Researchers at IBM’s Thomas J. Watson Research Center, in Yorktown Heights, N.Y., have been investigating a way to detect such intermittent Trojans. In this approach, a handful of chips are selected from the batch. They’re put through their paces so that a “fingerprint” can be created based on such characteristics as power consumption, temperature, and electromagnetic emission. The idea is that a Trojan may have an effect on these fingerprint parameters, also called side-channel outputs, even if the Trojan isn’t actively performing an attack. Statistical analysis can then be used to identify outliers. Or the fingerprinted chips can be dismantled and examined under an electron microscope to make sure they have no Trojans. If they pass that test, the fingerprints can be used to gauge the health of the rest of the chips in the batch. A mismatch in one or more of the fingerprints indicates the presence of a Trojan.

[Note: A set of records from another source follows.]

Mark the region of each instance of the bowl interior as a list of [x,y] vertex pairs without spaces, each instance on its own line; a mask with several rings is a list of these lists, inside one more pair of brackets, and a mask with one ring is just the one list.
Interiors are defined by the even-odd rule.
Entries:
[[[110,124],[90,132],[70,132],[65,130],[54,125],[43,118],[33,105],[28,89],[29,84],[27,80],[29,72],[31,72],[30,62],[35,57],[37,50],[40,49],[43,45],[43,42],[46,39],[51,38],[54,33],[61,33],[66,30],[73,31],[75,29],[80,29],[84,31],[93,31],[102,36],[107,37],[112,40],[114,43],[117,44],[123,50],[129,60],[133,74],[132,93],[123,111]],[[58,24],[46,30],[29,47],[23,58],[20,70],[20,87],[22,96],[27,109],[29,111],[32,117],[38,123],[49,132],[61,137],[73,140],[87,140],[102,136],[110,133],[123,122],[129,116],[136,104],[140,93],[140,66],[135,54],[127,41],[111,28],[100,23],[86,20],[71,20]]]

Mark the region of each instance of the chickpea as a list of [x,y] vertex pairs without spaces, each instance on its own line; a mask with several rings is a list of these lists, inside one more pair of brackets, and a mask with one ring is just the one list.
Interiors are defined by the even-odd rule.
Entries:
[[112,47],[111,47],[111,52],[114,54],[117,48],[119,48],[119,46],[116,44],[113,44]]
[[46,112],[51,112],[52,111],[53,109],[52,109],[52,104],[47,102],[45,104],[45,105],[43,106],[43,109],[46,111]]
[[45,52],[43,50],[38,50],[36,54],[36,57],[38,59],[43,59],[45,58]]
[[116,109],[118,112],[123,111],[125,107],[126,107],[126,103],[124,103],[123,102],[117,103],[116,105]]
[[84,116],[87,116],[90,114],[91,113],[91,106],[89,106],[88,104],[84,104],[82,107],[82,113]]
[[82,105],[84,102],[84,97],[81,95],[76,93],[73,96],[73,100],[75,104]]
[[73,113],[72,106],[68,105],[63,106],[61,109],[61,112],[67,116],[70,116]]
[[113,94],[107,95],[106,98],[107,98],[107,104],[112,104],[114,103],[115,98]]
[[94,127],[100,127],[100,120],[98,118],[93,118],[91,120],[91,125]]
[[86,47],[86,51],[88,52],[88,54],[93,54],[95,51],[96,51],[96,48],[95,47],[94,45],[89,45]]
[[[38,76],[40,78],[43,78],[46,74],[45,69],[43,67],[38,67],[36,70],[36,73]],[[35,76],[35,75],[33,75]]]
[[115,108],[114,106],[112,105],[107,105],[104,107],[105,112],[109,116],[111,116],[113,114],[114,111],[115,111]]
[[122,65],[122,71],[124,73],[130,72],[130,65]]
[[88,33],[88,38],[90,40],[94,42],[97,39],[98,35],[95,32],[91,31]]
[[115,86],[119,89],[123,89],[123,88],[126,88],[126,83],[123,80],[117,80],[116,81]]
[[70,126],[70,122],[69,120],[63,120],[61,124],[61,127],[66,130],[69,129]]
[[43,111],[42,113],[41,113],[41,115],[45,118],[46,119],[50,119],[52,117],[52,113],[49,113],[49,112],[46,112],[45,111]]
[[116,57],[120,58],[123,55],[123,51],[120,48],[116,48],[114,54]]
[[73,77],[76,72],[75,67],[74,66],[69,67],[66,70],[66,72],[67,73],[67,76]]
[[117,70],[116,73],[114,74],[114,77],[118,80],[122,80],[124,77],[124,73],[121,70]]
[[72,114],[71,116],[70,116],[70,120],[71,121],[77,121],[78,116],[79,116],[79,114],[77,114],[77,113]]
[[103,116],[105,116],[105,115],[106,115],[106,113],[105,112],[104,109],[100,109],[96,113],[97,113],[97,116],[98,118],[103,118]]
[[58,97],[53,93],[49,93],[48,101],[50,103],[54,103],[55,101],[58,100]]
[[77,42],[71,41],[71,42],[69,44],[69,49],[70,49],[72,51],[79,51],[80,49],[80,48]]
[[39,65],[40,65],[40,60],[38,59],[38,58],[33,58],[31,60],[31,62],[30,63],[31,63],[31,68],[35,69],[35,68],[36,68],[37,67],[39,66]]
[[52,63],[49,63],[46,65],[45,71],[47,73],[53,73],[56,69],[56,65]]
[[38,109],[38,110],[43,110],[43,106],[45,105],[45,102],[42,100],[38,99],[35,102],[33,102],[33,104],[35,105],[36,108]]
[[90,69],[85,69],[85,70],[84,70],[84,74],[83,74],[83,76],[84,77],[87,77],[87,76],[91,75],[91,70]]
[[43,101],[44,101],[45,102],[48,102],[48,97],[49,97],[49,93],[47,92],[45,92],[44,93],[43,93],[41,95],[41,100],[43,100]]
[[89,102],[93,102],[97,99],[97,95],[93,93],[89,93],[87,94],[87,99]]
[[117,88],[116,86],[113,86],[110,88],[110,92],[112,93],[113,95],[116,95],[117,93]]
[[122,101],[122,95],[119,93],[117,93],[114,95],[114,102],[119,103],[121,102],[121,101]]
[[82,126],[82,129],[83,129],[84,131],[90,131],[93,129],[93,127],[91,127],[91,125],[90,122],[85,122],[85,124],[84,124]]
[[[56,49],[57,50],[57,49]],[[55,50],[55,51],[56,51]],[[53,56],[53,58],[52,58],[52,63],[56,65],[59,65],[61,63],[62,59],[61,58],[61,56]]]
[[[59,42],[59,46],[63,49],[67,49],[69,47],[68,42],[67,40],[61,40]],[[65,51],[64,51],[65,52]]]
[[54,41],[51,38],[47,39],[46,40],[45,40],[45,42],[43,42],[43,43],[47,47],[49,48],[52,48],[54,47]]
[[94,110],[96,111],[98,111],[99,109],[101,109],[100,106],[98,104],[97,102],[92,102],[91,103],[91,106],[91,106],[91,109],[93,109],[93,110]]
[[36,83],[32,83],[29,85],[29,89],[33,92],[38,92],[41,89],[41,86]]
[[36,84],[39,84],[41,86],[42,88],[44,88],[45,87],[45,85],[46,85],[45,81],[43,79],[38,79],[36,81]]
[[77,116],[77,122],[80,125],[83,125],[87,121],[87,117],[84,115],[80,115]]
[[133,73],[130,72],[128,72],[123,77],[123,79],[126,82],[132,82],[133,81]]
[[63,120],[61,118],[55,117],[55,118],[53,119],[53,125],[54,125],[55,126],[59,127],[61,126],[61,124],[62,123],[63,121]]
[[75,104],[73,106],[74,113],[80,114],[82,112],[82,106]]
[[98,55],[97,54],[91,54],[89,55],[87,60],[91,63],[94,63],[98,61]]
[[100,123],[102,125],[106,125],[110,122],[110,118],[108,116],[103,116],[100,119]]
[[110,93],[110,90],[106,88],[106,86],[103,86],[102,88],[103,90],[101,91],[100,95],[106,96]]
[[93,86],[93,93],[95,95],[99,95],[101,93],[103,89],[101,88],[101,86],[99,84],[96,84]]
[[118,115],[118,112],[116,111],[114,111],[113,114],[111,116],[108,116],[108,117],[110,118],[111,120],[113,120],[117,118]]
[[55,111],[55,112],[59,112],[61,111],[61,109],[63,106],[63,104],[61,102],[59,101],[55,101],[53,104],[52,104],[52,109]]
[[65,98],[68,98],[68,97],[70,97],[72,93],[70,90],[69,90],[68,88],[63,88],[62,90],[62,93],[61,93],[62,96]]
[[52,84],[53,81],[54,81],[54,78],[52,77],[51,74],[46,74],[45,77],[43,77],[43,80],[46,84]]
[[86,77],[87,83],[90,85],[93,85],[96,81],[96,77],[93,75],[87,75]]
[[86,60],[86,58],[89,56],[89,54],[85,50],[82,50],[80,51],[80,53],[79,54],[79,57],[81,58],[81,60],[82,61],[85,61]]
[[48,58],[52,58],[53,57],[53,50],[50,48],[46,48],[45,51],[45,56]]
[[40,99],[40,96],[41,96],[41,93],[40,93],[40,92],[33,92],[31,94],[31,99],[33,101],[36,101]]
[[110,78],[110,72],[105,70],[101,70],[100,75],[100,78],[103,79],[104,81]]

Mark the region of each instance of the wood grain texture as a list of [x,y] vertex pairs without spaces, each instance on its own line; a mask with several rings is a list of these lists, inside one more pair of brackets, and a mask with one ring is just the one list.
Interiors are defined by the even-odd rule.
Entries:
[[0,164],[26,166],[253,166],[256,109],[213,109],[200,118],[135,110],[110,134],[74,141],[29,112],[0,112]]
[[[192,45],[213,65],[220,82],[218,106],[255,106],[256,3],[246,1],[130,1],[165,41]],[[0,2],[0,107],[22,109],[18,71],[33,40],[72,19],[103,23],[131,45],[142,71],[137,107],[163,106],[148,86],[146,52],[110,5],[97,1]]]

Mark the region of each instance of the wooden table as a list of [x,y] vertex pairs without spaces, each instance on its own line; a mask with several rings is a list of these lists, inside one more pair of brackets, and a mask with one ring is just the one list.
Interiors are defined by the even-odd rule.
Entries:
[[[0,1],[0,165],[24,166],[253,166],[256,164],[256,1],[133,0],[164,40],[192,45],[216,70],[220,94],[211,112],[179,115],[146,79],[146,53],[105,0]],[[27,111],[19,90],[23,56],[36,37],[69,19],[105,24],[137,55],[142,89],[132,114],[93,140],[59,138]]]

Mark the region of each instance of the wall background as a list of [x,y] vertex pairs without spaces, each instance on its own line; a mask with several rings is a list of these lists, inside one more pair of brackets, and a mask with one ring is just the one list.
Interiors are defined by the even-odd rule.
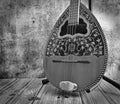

This technique has drawbacks of its own. For instance, it can’t detect small circuit alterations, such as the addition of a single “exclusive OR” gate built with a handful of transistors. That’s because even healthy chips display variations in the physical dimensions of their transistors and metal wiring. These variations in turn alter electrical and thermal properties from transistor to transistor. The resulting noise could easily swamp the signal created by a tiny Trojan.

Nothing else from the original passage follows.